Suddenly I couldn’t do it by myself. I was too dependent on AI to do the simplest things [at work].

Richard Barnes, a 31-year-old marine biologist and server in Hawaii, shares comparable sentiments. “I don’t know if I would think otherwise about someone who uses ChatGPT, but I would be like, ‘come on,’” he said. “You shouldn’t have to rely on it to make a grocery list. Your life is probably not that hard. We can make the list together.”

Celebrity and Tech Resistance.

Guillermo del Toro’s statement that he’d “choose death” over using AI garnered significant coverage. Ditto for, SZA’s Instagram stories rant against the tech warning about “environmental racism” and showing fear over users who are “codependent on a machine”. The same goes for when Simu Liu, Alison Roman, Céline Dion, Emily Blunt, and others issued statements that are skeptical of AI in their various industries. I think these quotes spread widely for a cause: people sympathize with them.

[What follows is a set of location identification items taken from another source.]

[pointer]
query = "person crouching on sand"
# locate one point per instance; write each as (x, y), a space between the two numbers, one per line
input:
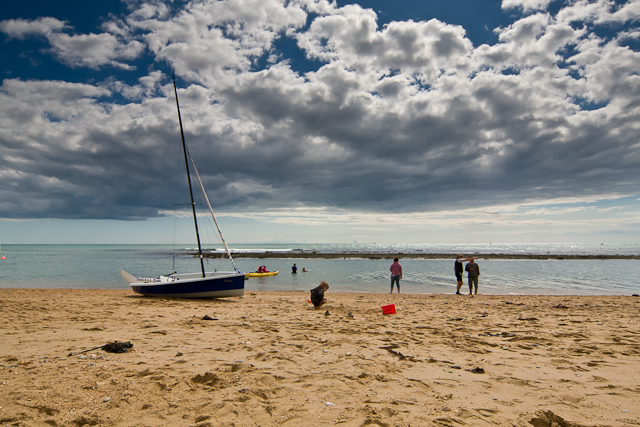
(317, 294)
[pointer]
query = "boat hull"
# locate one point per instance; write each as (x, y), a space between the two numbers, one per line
(191, 285)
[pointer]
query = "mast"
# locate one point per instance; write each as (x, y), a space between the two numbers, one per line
(186, 162)
(224, 242)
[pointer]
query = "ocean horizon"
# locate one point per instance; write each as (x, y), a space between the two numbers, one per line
(97, 266)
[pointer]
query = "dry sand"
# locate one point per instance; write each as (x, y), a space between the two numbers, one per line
(270, 359)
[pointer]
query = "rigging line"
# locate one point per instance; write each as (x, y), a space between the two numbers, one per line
(204, 193)
(186, 161)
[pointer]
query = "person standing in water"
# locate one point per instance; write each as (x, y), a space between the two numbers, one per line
(458, 270)
(396, 274)
(474, 273)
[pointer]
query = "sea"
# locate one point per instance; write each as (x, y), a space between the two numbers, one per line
(98, 267)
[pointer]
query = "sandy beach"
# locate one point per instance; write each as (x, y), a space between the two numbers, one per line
(271, 359)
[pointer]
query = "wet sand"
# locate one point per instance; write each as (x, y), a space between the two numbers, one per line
(270, 359)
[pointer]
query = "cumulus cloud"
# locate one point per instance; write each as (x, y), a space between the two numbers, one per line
(408, 118)
(526, 5)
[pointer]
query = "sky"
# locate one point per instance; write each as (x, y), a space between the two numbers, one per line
(312, 121)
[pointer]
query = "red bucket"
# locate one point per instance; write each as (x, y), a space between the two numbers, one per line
(389, 309)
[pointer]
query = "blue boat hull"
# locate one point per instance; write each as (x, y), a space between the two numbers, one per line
(219, 285)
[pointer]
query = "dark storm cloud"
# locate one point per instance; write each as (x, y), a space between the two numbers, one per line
(405, 118)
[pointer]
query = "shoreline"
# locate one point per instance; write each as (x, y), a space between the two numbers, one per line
(438, 256)
(270, 359)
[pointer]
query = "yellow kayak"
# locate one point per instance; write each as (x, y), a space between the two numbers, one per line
(256, 274)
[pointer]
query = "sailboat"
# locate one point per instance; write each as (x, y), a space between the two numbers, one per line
(203, 284)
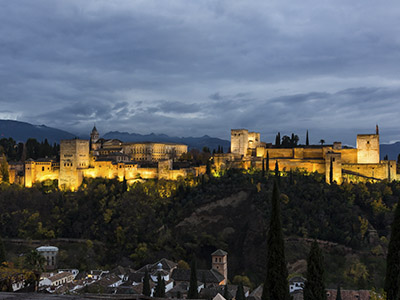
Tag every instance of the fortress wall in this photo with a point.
(313, 153)
(293, 164)
(279, 152)
(368, 148)
(348, 155)
(147, 173)
(254, 140)
(239, 141)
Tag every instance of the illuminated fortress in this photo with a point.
(108, 159)
(342, 163)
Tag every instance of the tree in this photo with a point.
(226, 293)
(240, 293)
(2, 252)
(277, 174)
(393, 258)
(159, 291)
(5, 176)
(35, 262)
(276, 285)
(338, 294)
(314, 288)
(146, 284)
(193, 292)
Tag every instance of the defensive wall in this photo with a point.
(360, 163)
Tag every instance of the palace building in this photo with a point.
(341, 163)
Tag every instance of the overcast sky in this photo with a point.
(193, 67)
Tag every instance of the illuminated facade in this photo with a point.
(342, 163)
(108, 159)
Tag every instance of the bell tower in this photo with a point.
(94, 137)
(219, 262)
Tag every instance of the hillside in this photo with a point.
(21, 131)
(156, 219)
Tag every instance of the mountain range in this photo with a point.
(21, 131)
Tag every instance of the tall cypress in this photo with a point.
(278, 139)
(276, 286)
(160, 287)
(146, 284)
(240, 292)
(338, 294)
(226, 293)
(277, 174)
(314, 288)
(393, 258)
(2, 252)
(193, 292)
(263, 168)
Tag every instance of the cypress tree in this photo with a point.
(240, 292)
(226, 293)
(276, 286)
(393, 258)
(338, 294)
(146, 284)
(278, 139)
(2, 252)
(314, 288)
(162, 288)
(263, 168)
(277, 174)
(193, 292)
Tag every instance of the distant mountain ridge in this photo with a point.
(192, 142)
(21, 131)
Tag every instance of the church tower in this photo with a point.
(219, 262)
(94, 137)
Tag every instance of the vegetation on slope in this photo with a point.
(155, 219)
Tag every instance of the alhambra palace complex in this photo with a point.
(148, 160)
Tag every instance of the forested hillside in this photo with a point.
(153, 219)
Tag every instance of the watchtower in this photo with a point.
(74, 156)
(368, 149)
(94, 137)
(239, 141)
(219, 262)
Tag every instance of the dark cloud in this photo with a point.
(270, 66)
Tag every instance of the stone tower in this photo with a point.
(219, 262)
(74, 157)
(335, 160)
(94, 137)
(368, 148)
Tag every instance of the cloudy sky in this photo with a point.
(189, 68)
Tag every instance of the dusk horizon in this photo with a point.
(203, 68)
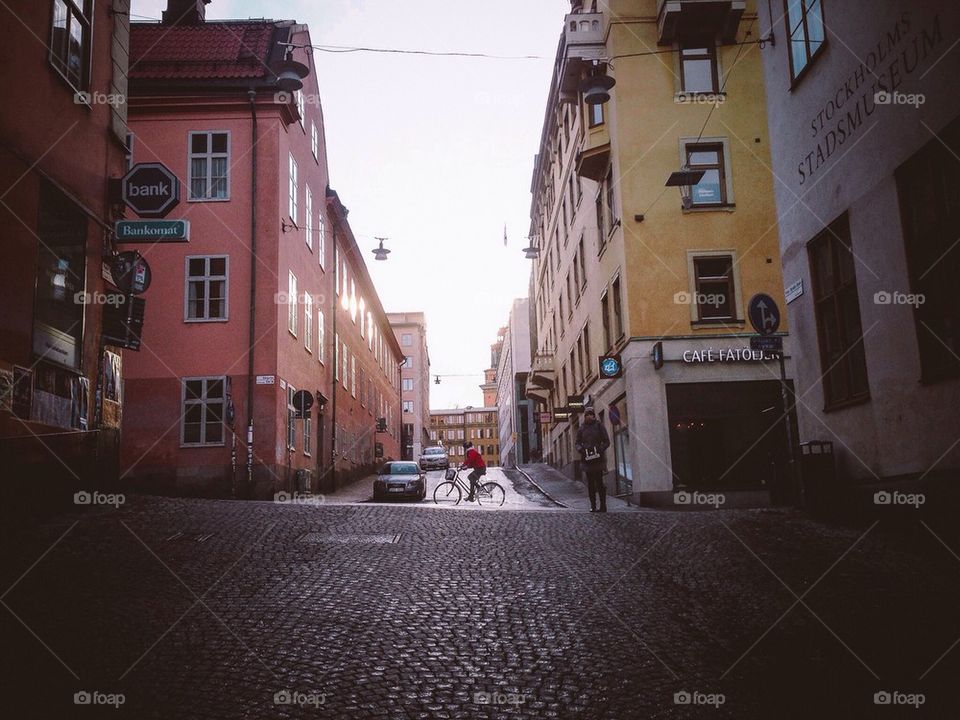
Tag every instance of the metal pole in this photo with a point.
(785, 396)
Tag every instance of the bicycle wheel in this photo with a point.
(447, 493)
(491, 493)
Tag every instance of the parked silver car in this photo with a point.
(434, 459)
(400, 479)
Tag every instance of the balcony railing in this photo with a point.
(705, 18)
(584, 42)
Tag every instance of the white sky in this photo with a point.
(434, 153)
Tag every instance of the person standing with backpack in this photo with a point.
(475, 461)
(592, 443)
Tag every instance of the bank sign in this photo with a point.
(150, 189)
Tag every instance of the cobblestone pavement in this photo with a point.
(209, 609)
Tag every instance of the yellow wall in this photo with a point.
(647, 151)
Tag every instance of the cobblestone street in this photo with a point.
(209, 609)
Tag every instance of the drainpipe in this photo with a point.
(251, 380)
(336, 363)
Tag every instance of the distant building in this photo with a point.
(410, 330)
(450, 428)
(518, 429)
(63, 137)
(270, 300)
(864, 118)
(489, 386)
(632, 268)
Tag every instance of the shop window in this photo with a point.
(70, 40)
(715, 291)
(202, 411)
(837, 308)
(209, 177)
(60, 293)
(930, 207)
(805, 33)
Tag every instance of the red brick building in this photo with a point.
(247, 316)
(62, 135)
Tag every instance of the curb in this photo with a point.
(537, 486)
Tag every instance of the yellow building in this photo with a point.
(632, 268)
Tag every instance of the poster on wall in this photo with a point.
(80, 406)
(112, 388)
(6, 390)
(22, 392)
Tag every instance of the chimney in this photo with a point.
(185, 12)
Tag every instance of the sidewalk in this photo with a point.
(566, 492)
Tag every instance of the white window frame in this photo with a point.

This attitude exists even among those in the tech sector. Last month, Pinterest added a filter that lets users turn off AI content. Meta lets users mute, but not entirely deactivate, similar content on Instagram. Sources suggested that “cursor resistance” is on the rise, as some Silicon Valley techies refuse to use AI to write their code.

{Luciano Noijeen, a lead software engineer working in Greece and the Netherlands, told me that he eagerly used AI in the past to write or enhance his coding.|According to Luciano Noijeen, a {lead|

Michael Williams
Michael Williams

A digital strategist with over a decade of experience in web design and SEO, passionate about helping businesses grow online.